Legislativo promove oficina sobre representação política dos mandatos
A Escola do Legislativo da Câmara Municipal de Uberlândia promoveu no dia 22 de outubro oficina sobre “Representação política dos mandatos – sociedade civil e Estado” com o professor associado 3 da Universidade Federal de Uberlândia (UFU) Edílson José Graciolli, doutor em Ciências Sociais e pós-doutor em Sociologia. Graciolli tratou do estudo da representação política dos mandatos, compreensão do exercício das funções parlamentares e os paradigmas atuais da sociedade civil e do Estado no âmbito do Poder Legislativo.
O professor Edílson Graciolli discutiu a representação política desde o conceito da antiguidade grega de política onde a participação política estava restrita aos proprietários de escravos sem mediação de representantes; passando pelo século XVII na Inglaterra com John Loke realizando a expressão mais bem acabada do projeto político da burguesia por volta de 1688/89. Neste período, lembrou Edílson Graciolli, ocorreu a Revolução Gloriosa quando a grande burguesia afirma seu projeto político criando a monarquia constitucional onde o rei reina mas quem governa é o parlamento, que é o local da representação política e detém o poder, através da nomeação do primeiro ministro.
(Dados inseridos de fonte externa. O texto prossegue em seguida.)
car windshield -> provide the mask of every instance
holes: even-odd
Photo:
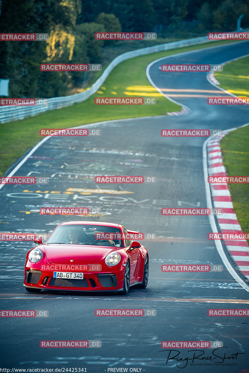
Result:
[[[60,225],[46,244],[68,244],[123,247],[120,229],[104,225],[70,224]]]

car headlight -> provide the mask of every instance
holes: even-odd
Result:
[[[120,261],[121,257],[118,253],[112,253],[106,257],[105,262],[108,266],[115,266]]]
[[[43,255],[43,252],[40,249],[34,249],[28,254],[29,260],[33,263],[37,263],[41,260]]]

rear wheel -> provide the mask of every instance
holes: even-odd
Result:
[[[123,294],[127,294],[130,289],[130,263],[128,260],[126,262],[124,276],[124,286],[123,286]]]
[[[149,279],[149,258],[148,256],[146,255],[144,259],[144,266],[143,268],[143,282],[138,287],[141,289],[145,289],[148,285]]]
[[[40,293],[41,291],[41,289],[38,289],[36,288],[25,288],[29,293]]]

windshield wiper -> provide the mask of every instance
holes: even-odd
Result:
[[[47,244],[61,244],[63,245],[67,245],[67,242],[49,242]]]

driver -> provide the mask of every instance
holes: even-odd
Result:
[[[68,230],[68,239],[70,244],[75,244],[76,245],[83,244],[83,242],[80,242],[78,239],[79,234],[81,231],[78,229]]]

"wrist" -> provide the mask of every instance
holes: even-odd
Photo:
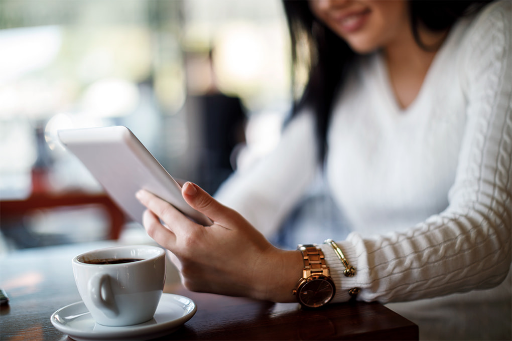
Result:
[[[292,289],[302,276],[304,268],[301,252],[275,248],[269,253],[267,260],[261,264],[265,269],[260,275],[254,274],[254,283],[258,287],[253,298],[274,302],[296,302]]]

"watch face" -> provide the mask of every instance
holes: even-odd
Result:
[[[298,298],[302,304],[316,308],[324,305],[332,299],[334,287],[331,281],[322,277],[304,283],[298,293]]]

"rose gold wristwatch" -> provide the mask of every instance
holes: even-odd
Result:
[[[336,288],[324,253],[312,244],[299,245],[297,248],[302,253],[304,269],[293,294],[303,307],[317,308],[327,304],[334,297]]]

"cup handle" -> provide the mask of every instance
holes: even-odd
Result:
[[[89,280],[89,289],[94,305],[105,316],[113,318],[119,315],[110,285],[110,276],[106,274],[97,274]]]

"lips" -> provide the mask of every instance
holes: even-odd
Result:
[[[345,33],[351,33],[360,29],[366,22],[370,13],[370,10],[339,16],[335,21],[341,31]]]

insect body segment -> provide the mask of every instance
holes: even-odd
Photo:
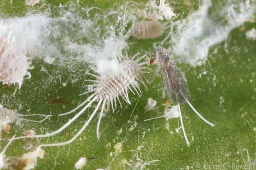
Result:
[[[105,76],[101,77],[93,75],[91,73],[88,73],[88,75],[90,75],[97,78],[96,80],[87,80],[88,81],[95,82],[95,84],[91,85],[95,86],[95,87],[93,89],[86,91],[80,95],[83,95],[91,92],[93,92],[93,93],[89,96],[85,101],[82,102],[73,110],[67,113],[59,115],[59,116],[67,115],[75,112],[80,107],[83,107],[72,119],[69,120],[65,125],[60,127],[59,129],[54,132],[46,134],[22,136],[16,137],[15,139],[28,137],[47,137],[59,133],[68,126],[70,125],[70,124],[71,124],[74,121],[75,121],[82,113],[84,112],[85,110],[86,110],[86,109],[87,109],[88,107],[90,107],[92,104],[94,102],[98,102],[98,104],[95,107],[94,111],[91,115],[88,120],[86,121],[83,127],[71,139],[61,143],[41,144],[40,147],[59,146],[67,144],[73,141],[80,134],[82,133],[86,127],[88,126],[89,124],[91,122],[92,118],[99,109],[99,107],[101,105],[101,109],[100,109],[101,111],[99,113],[99,120],[97,126],[97,136],[98,138],[99,138],[100,135],[99,126],[105,106],[108,105],[108,107],[109,108],[110,103],[111,103],[114,111],[115,109],[113,106],[113,101],[115,102],[115,108],[116,108],[116,99],[117,99],[121,107],[121,102],[119,99],[119,95],[121,96],[121,97],[122,98],[124,101],[125,101],[126,103],[131,104],[131,102],[128,97],[128,90],[130,90],[134,94],[135,94],[133,91],[133,89],[131,88],[132,87],[140,96],[140,94],[137,91],[137,89],[140,93],[141,91],[138,85],[138,83],[137,81],[140,82],[141,84],[145,86],[145,83],[144,83],[142,78],[145,79],[143,74],[146,72],[142,71],[142,69],[144,68],[149,69],[147,67],[142,66],[148,62],[146,61],[138,63],[140,60],[144,59],[146,56],[146,55],[145,55],[142,57],[138,58],[136,59],[135,59],[135,58],[139,55],[139,53],[137,54],[130,59],[128,58],[128,55],[127,54],[126,57],[123,56],[121,56],[122,59],[121,59],[121,58],[118,56],[119,60],[121,60],[119,64],[120,64],[121,71],[120,72],[118,72],[116,74],[108,74]],[[130,86],[131,87],[130,87]]]
[[[156,76],[158,74],[160,70],[162,70],[164,77],[164,82],[163,83],[163,96],[164,96],[164,89],[166,89],[169,98],[172,100],[172,102],[175,105],[178,105],[184,136],[185,137],[185,139],[186,139],[187,144],[189,145],[189,142],[188,141],[186,136],[186,132],[185,132],[185,129],[183,126],[183,123],[182,122],[182,117],[180,107],[180,105],[183,103],[187,103],[196,113],[204,122],[212,127],[214,127],[214,125],[203,118],[189,102],[188,102],[188,100],[190,98],[190,94],[187,85],[187,80],[185,78],[185,75],[182,71],[178,68],[175,65],[175,63],[177,61],[173,62],[172,58],[168,54],[168,49],[166,50],[163,47],[164,42],[166,41],[168,38],[170,36],[172,30],[173,28],[171,28],[171,31],[168,33],[168,35],[161,43],[160,45],[157,48],[156,55],[151,54],[143,50],[142,51],[146,54],[157,58],[158,68],[150,83],[152,82]]]

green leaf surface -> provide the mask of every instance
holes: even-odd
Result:
[[[69,3],[75,5],[76,3],[49,1],[29,7],[24,4],[24,1],[1,1],[0,16],[7,18],[25,17],[29,12],[37,13],[42,10],[40,7],[45,3],[51,9],[52,15],[50,17],[54,18],[60,15],[60,10],[56,6]],[[77,10],[81,11],[82,8],[98,7],[106,13],[112,8],[116,9],[115,6],[119,7],[125,3],[119,1],[80,1]],[[143,4],[146,2],[141,1],[138,3]],[[184,17],[188,15],[189,7],[182,4],[175,6],[180,7],[175,12],[184,12]],[[214,8],[218,8],[216,6],[218,4],[215,5]],[[196,3],[194,10],[198,8]],[[83,14],[80,12],[79,15],[85,18],[85,12]],[[94,16],[91,17],[92,19],[94,18]],[[103,27],[105,23],[100,22],[97,23]],[[131,22],[128,27],[129,25],[131,26]],[[180,134],[176,132],[181,126],[179,118],[166,121],[162,117],[144,121],[163,115],[166,104],[171,105],[168,96],[162,98],[163,77],[160,74],[153,83],[146,84],[147,90],[141,84],[142,92],[140,98],[137,94],[129,93],[132,105],[121,100],[122,108],[118,105],[114,113],[111,108],[109,112],[104,113],[105,116],[100,123],[99,139],[96,128],[99,111],[86,130],[72,143],[43,147],[45,156],[42,159],[37,158],[35,169],[74,169],[75,163],[82,157],[87,159],[84,169],[137,169],[143,163],[153,160],[159,161],[151,162],[144,168],[234,169],[241,167],[236,166],[238,165],[250,166],[251,169],[254,165],[254,168],[256,168],[256,43],[255,41],[247,39],[245,35],[246,31],[255,26],[255,22],[246,22],[233,30],[227,40],[210,48],[207,61],[201,66],[191,67],[183,62],[182,59],[177,64],[186,76],[190,92],[189,102],[204,118],[215,125],[215,127],[210,127],[202,121],[187,104],[182,105],[181,112],[190,142],[189,147],[183,137],[182,129],[179,130]],[[75,26],[74,27],[75,28]],[[164,39],[164,34],[157,39],[145,40],[130,37],[127,43],[136,43],[129,45],[126,51],[129,56],[133,56],[141,49],[148,50],[151,48],[151,52],[154,53],[153,43],[157,42],[158,45],[158,42]],[[83,38],[81,37],[80,40],[83,42],[90,41]],[[79,40],[79,38],[77,40],[78,42]],[[52,41],[57,40],[53,38]],[[168,45],[164,46],[167,48]],[[12,95],[13,88],[0,85],[0,104],[5,108],[16,110],[23,114],[52,114],[52,116],[41,123],[22,121],[20,125],[11,124],[9,133],[2,131],[2,139],[10,138],[14,134],[22,136],[24,131],[31,129],[36,134],[55,131],[77,111],[63,116],[58,115],[75,108],[90,95],[79,95],[87,90],[83,88],[84,80],[92,79],[84,74],[84,70],[89,69],[90,64],[70,59],[65,59],[67,62],[63,64],[59,59],[54,64],[50,64],[44,62],[42,56],[34,57],[31,64],[34,68],[29,70],[32,77],[24,80],[21,88],[17,90],[14,96]],[[175,56],[175,58],[179,57]],[[150,67],[150,73],[144,74],[147,80],[152,79],[157,66],[155,64]],[[198,78],[204,71],[210,71],[211,74],[203,74],[201,78]],[[215,81],[213,75],[216,76]],[[66,86],[63,85],[63,83],[66,83]],[[11,87],[15,87],[15,85]],[[150,98],[157,103],[154,109],[145,112],[144,107]],[[50,104],[50,102],[55,103]],[[15,140],[7,149],[6,156],[16,160],[24,154],[34,151],[40,144],[58,143],[71,139],[89,118],[97,104],[94,102],[65,132],[47,138]],[[33,116],[28,118],[40,120],[43,118]],[[138,124],[136,126],[134,125],[135,120]],[[121,133],[120,129],[122,129]],[[122,151],[116,154],[114,146],[120,142]],[[1,140],[1,148],[7,142],[7,140]],[[106,145],[109,143],[110,147]],[[124,159],[128,163],[123,163]],[[139,163],[141,165],[138,166]],[[12,168],[20,169],[22,165]]]

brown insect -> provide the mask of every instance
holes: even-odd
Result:
[[[164,96],[164,89],[166,89],[169,98],[172,100],[172,102],[175,105],[178,106],[182,130],[183,131],[184,136],[185,137],[185,139],[186,139],[187,144],[189,145],[190,145],[190,143],[186,135],[186,132],[185,132],[185,129],[184,128],[183,123],[182,122],[182,116],[181,115],[181,112],[180,111],[180,105],[183,103],[187,103],[196,113],[204,122],[212,127],[214,127],[215,125],[203,118],[197,112],[197,111],[196,110],[189,102],[188,102],[188,100],[190,98],[190,93],[187,85],[187,80],[185,78],[185,75],[183,72],[181,70],[178,68],[175,65],[175,63],[179,61],[179,60],[173,61],[172,59],[168,55],[170,48],[166,50],[163,47],[164,42],[167,40],[172,34],[173,29],[173,25],[172,25],[171,27],[169,33],[166,36],[163,42],[162,42],[160,45],[157,48],[157,54],[156,55],[152,54],[143,50],[141,50],[141,51],[157,58],[158,68],[157,69],[156,74],[154,75],[152,80],[150,82],[150,84],[153,81],[156,77],[156,76],[160,72],[160,71],[162,70],[164,77],[164,81],[163,83],[163,96]]]

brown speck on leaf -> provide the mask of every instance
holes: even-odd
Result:
[[[65,133],[67,135],[69,135],[69,133],[67,132],[66,131],[64,132],[64,133]]]

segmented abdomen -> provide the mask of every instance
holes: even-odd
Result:
[[[124,90],[135,82],[140,73],[139,65],[135,61],[126,60],[121,63],[123,72],[115,76],[108,76],[100,80],[96,93],[103,99],[113,99],[123,94]]]

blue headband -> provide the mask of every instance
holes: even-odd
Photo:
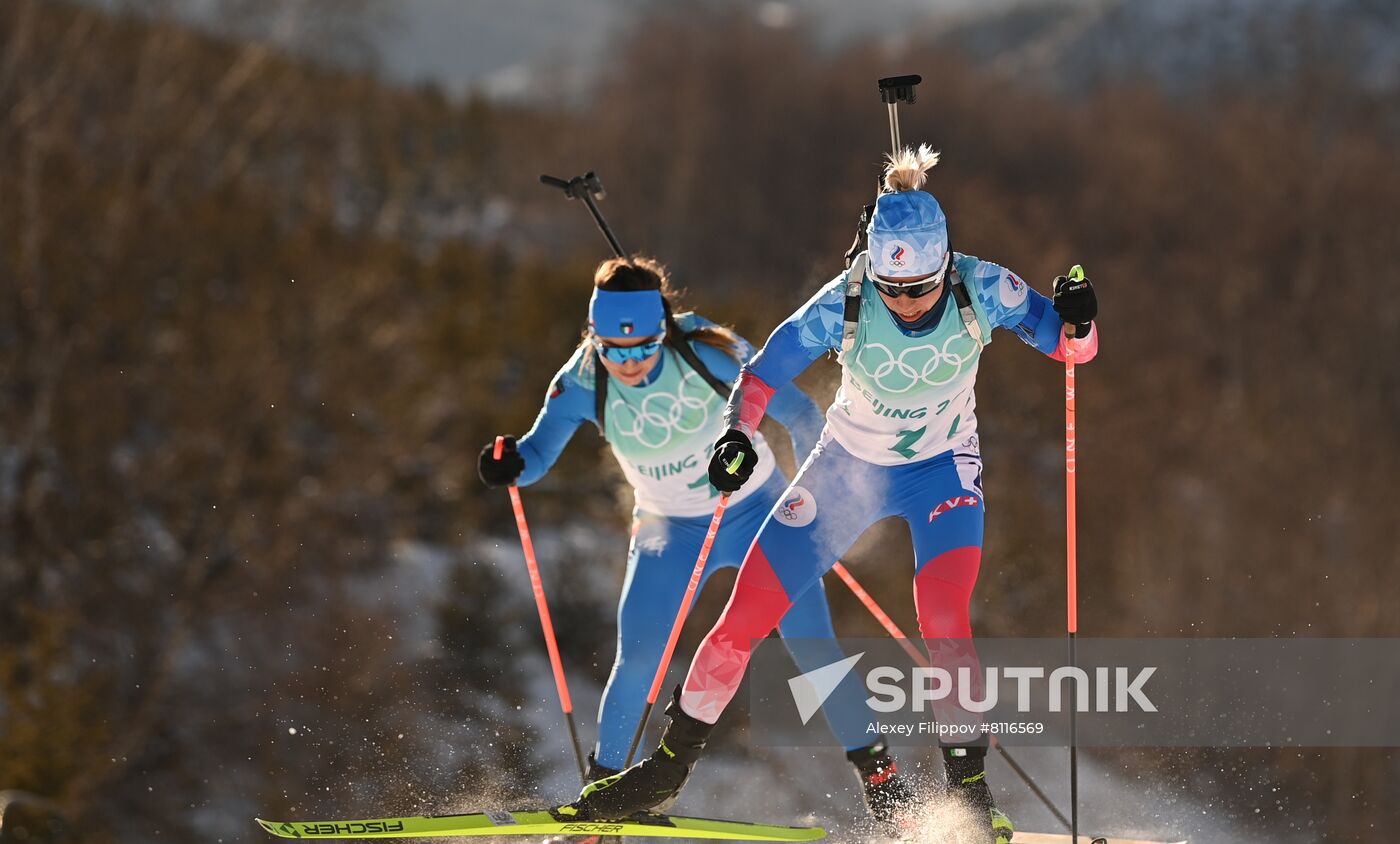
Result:
[[[652,337],[666,333],[666,308],[659,290],[594,288],[588,328],[599,337]]]

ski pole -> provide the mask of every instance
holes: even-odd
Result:
[[[1070,279],[1084,280],[1084,267],[1074,265]],[[1075,328],[1065,326],[1071,337]],[[1064,515],[1065,515],[1065,595],[1067,628],[1070,635],[1070,668],[1077,668],[1075,638],[1079,633],[1079,549],[1075,528],[1075,430],[1074,430],[1074,346],[1065,343],[1064,354]],[[1078,683],[1078,680],[1075,680]],[[1078,690],[1077,690],[1078,691]],[[1074,697],[1078,701],[1078,693]],[[1078,703],[1070,705],[1070,840],[1079,840],[1079,735],[1077,712]]]
[[[598,174],[588,171],[581,176],[574,176],[573,179],[560,179],[559,176],[540,176],[542,185],[549,185],[550,188],[559,188],[564,192],[568,199],[580,199],[588,206],[588,213],[594,216],[594,223],[598,224],[598,231],[603,232],[608,238],[608,245],[612,246],[613,255],[627,259],[627,253],[622,251],[622,244],[617,242],[617,235],[612,232],[612,227],[603,220],[603,213],[598,209],[598,202],[608,196],[603,190],[602,179]]]
[[[501,459],[505,449],[505,437],[496,438],[493,458]],[[568,722],[568,740],[574,747],[574,761],[578,763],[578,778],[588,784],[588,768],[584,766],[584,753],[578,747],[578,726],[574,725],[574,701],[568,697],[568,682],[564,680],[564,663],[559,658],[559,642],[554,641],[554,623],[549,619],[549,603],[545,602],[545,582],[539,577],[539,564],[535,563],[535,543],[529,537],[529,525],[525,523],[525,505],[521,504],[521,490],[511,484],[511,507],[515,508],[515,528],[521,532],[521,547],[525,550],[525,568],[529,571],[529,585],[535,592],[535,609],[539,610],[539,626],[545,630],[545,648],[549,651],[549,665],[554,669],[554,689],[559,690],[559,705],[564,710],[564,719]]]
[[[836,561],[836,565],[832,567],[832,571],[834,571],[836,575],[841,578],[841,581],[847,586],[850,586],[851,592],[855,593],[855,598],[858,598],[860,602],[865,605],[865,609],[868,609],[871,614],[875,616],[875,620],[881,623],[881,627],[885,628],[885,633],[890,634],[890,637],[896,642],[899,642],[902,648],[904,648],[904,652],[909,654],[909,656],[914,661],[914,665],[918,665],[920,668],[930,666],[928,658],[924,656],[924,654],[918,648],[916,648],[913,642],[909,641],[909,638],[904,635],[904,631],[899,628],[899,624],[896,624],[895,620],[890,619],[889,614],[886,614],[885,610],[882,610],[878,603],[875,603],[875,599],[871,596],[871,593],[867,592],[864,586],[861,586],[861,584],[855,579],[855,575],[853,575],[850,570],[847,570],[840,560]],[[1011,752],[1002,747],[1001,742],[994,742],[994,745],[997,747],[997,752],[1001,753],[1001,757],[1007,761],[1007,766],[1012,771],[1015,771],[1016,775],[1021,777],[1021,781],[1026,784],[1026,788],[1030,789],[1030,794],[1036,795],[1040,803],[1044,805],[1044,808],[1049,809],[1050,813],[1056,816],[1056,820],[1064,824],[1064,829],[1070,829],[1071,826],[1070,820],[1064,816],[1063,812],[1060,812],[1060,809],[1054,805],[1054,802],[1050,801],[1050,796],[1044,791],[1042,791],[1039,785],[1036,785],[1036,781],[1030,778],[1030,774],[1028,774],[1026,770],[1021,767],[1019,763],[1016,763],[1016,760],[1011,756]]]
[[[924,77],[918,74],[910,76],[888,76],[879,83],[879,99],[885,104],[889,111],[889,151],[890,155],[899,155],[899,104],[907,102],[914,104],[914,85],[924,81]]]
[[[725,472],[734,474],[743,465],[743,455],[734,458]],[[700,556],[696,557],[696,567],[690,571],[690,582],[686,585],[686,595],[680,599],[680,609],[676,612],[676,620],[671,624],[671,637],[666,640],[666,649],[661,654],[661,665],[657,666],[657,676],[651,680],[651,691],[647,693],[647,708],[641,712],[641,721],[637,722],[637,732],[631,736],[631,747],[627,747],[627,760],[623,767],[631,766],[631,757],[637,752],[637,745],[641,743],[641,733],[647,729],[647,721],[651,719],[651,710],[657,705],[657,694],[661,691],[661,683],[666,679],[666,668],[671,665],[671,655],[676,649],[676,641],[680,638],[680,628],[686,624],[686,614],[690,612],[690,602],[694,600],[696,589],[700,588],[700,575],[704,574],[704,564],[710,560],[710,546],[714,544],[714,535],[720,532],[720,521],[724,519],[724,508],[729,505],[729,493],[720,494],[720,504],[714,508],[714,516],[710,519],[710,530],[704,535],[704,542],[700,544]]]

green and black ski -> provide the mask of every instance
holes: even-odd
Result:
[[[564,808],[567,809],[567,806]],[[634,815],[627,820],[571,820],[556,809],[375,817],[370,820],[263,820],[280,838],[417,838],[430,836],[638,836],[729,841],[816,841],[826,830],[679,815]]]

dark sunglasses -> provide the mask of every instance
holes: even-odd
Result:
[[[952,262],[952,255],[953,253],[951,251],[944,255],[944,266],[938,267],[937,273],[916,281],[885,281],[868,270],[867,274],[871,279],[871,284],[875,286],[875,290],[883,293],[889,298],[897,300],[902,295],[907,295],[911,300],[917,300],[938,290],[938,286],[944,283],[944,276],[948,274],[948,265]]]
[[[657,354],[661,350],[661,337],[655,337],[643,343],[641,346],[609,346],[598,339],[595,335],[591,337],[594,349],[598,354],[610,360],[615,364],[624,364],[627,361],[644,361],[648,357]]]

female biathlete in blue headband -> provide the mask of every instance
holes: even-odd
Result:
[[[599,428],[636,494],[617,607],[617,656],[598,714],[589,781],[615,774],[626,763],[718,502],[708,473],[713,444],[724,431],[724,398],[718,391],[728,396],[741,361],[753,354],[746,340],[703,316],[672,318],[673,294],[665,267],[655,260],[606,260],[594,283],[588,333],[554,377],[535,427],[518,444],[505,438],[500,459],[493,456],[494,444],[489,444],[477,465],[486,486],[532,484],[549,472],[581,424],[599,424],[602,412]],[[686,358],[697,358],[699,368]],[[599,364],[602,371],[596,370]],[[822,413],[792,385],[776,391],[771,399],[769,409],[788,430],[801,460],[820,435]],[[755,431],[749,444],[749,483],[729,497],[706,579],[718,568],[739,564],[788,484],[763,437]],[[769,630],[774,626],[804,672],[844,658],[834,641],[820,579],[794,592],[791,610],[784,607],[774,616]],[[861,775],[867,805],[879,816],[907,791],[892,775],[885,745],[869,745],[862,697],[858,684],[847,683],[827,698],[823,711]]]
[[[721,490],[752,480],[742,466],[736,476],[725,466],[755,453],[759,420],[788,382],[827,351],[840,353],[841,388],[826,412],[822,441],[784,494],[802,498],[804,515],[776,512],[759,529],[729,605],[668,710],[661,747],[588,785],[566,812],[616,819],[673,799],[734,697],[753,641],[865,528],[886,516],[903,518],[913,533],[914,600],[931,661],[953,677],[959,666],[980,675],[969,619],[983,540],[973,413],[979,357],[991,329],[1002,328],[1057,360],[1072,349],[1077,361],[1088,361],[1098,350],[1098,304],[1086,280],[1057,279],[1051,301],[1009,270],[952,252],[942,209],[918,190],[937,161],[920,147],[890,162],[868,252],[780,325],[743,367],[710,462],[711,483]],[[847,277],[860,281],[860,311],[851,336],[843,337]],[[949,788],[980,812],[987,838],[1005,844],[1011,822],[987,787],[987,738],[977,715],[948,707],[938,715],[941,726],[958,731],[941,739]]]

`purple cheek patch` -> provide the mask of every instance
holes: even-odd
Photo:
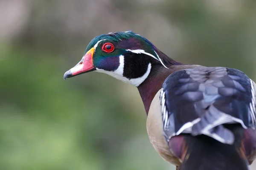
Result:
[[[113,71],[119,67],[119,57],[103,57],[97,63],[97,67],[106,71]]]

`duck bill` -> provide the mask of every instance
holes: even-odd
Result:
[[[95,70],[93,63],[94,48],[93,47],[83,57],[82,60],[75,67],[64,74],[64,79]]]

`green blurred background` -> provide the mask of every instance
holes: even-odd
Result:
[[[136,88],[63,79],[99,34],[132,30],[175,60],[256,80],[254,0],[0,0],[0,13],[1,170],[174,169],[149,143]]]

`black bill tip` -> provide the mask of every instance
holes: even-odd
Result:
[[[66,71],[66,73],[65,73],[65,74],[64,74],[64,79],[67,79],[67,78],[71,77],[72,76],[73,76],[72,73],[70,70],[68,71]]]

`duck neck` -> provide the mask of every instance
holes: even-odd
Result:
[[[152,69],[147,79],[138,87],[147,115],[152,100],[157,93],[162,88],[163,82],[175,71],[172,67],[170,67],[169,69],[162,66],[156,67],[158,68]]]

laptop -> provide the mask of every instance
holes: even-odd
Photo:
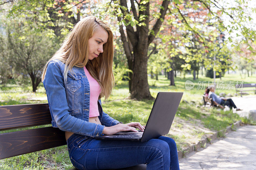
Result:
[[[143,142],[166,135],[169,132],[183,95],[183,92],[158,92],[144,132],[120,132],[114,135],[95,137],[94,138]]]

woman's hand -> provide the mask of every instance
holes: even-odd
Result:
[[[133,122],[132,123],[133,123]],[[102,133],[105,135],[113,135],[122,131],[131,131],[135,132],[138,131],[137,130],[135,130],[136,128],[129,126],[127,124],[118,124],[114,126],[112,126],[109,127],[105,126],[104,127],[104,129],[103,129]]]
[[[140,122],[131,122],[124,124],[126,124],[129,126],[138,128],[141,131],[144,131],[144,129],[145,129],[145,126],[146,126],[142,125]]]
John Loke, informou Graciolli, foi o primeiro a falar sobre a divisão de poderem em executivo, legislativo e judiciário.
Em França, no século XVIII Jean-Jacques Rosseau (suíço) segundo Edílson Graciolli, foi o crítico mais profundo e intransigente do pensamento político burguês que possibilita a desigualdade entre os homens e é Rosseau quem chama de tolos aqueles que aceitaram que alguém cercasse uma área e se afirmasse dono da mesma como um fato natural. Rosseau, diz Graciolli, sonhava com uma sociedade de pequenos proprietários e criticava a divisão de poderes porque a soberania é do povo, indivisível, e não da instituição política porque cidadãos são o povo todo e que este não pode delegar a um grupo de cidadãos o que é de competência de todos.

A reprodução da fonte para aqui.